Leonard, brightest comet of 2021, to be visible in once-in-a-lifetime event

This time last year, skygazers were treated to the “Christmas Star,” when Jupiter and Saturn aligned and appeared the closest together from Earth’s vantage point in nearly 800 years.

Flash forward to the week of Dec. 20, 2021, and a “Christmas comet” is streaking through the evening sky.

Comet Leonard, or C/2021 as it’s officially known, is the brightest comet of 2021. The celestial object actually made its closest approach to Earth on Dec. 12, when it was about 21 million miles away from our planet.

However, stargazers can still catch this once-in-a-lifetime sighting this week as it passes through the solar system, according to Gregory Leonard, a senior research specialist at the University of Arizona’s Lunar and Planetary Laboratory. Leonard first discovered the comet earlier this year and it’s named after him.

Originally visible in the dark skies before sunrise, Leonard can now be seen in the evening sky and is best viewed at twilight.

“Beginning Dec. 13, this comet will appear very low above the horizon just after sunset,” Leonard explained in a U of A news release. “It will skim across the west-southwestern horizon between now up until around Christmastime.”

And while the comet has since flown by Venus, reports indicate that the celestial object has been steadily brightening, making it even potentially visible to the naked eye.

As Space.com notes, though, it may still be tricky to see Comet Leonard without the aid of a telescope or binoculars for two reasons: the comet’s current placement and the moon.

C/2021 is visible low and near the southwestern horizon, with the best viewing time around an hour or so after sunset. That means the comet is competing with the fading light of dusk as opposed to the pitch black background of a clear night sky — a less than ideal situation to spot the small, bright object.

The second viewing challenge is the moon, which remains nearly full and is adding further illumination to the evening sky when it rises.

However, skygazers will likely get an assist from “evening star” Venus, which currently appears prominently in the southwestern sky at twilight and may make it easier to spot Comet Leonard, according to the University of Arizona.

“I feel there is going to be something to be seen even for the casual observer,” Leonard said. “Find yourself a dark sky with a good view of the horizon, bring binoculars and I think you may be rewarded.”

The comet will progressively dim as it heads toward and passes the sun, something that is expected to happen around Jan. 3, 2022.
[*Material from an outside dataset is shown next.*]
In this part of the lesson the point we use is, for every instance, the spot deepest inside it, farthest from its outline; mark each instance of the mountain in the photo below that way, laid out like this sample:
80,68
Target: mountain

Leonard last flew by Earth about 80,000 years ago, so if you miss the comet this time around, you won’t get another chance to glimpse it in your lifetime.

“This is the last time we are going to see the comet,” Leonard said. “It’s speeding along at escape velocity, 44 miles per second. After its slingshot around the sun, it will be ejected from our solar system, and it may stumble into another star system millions of years from now.”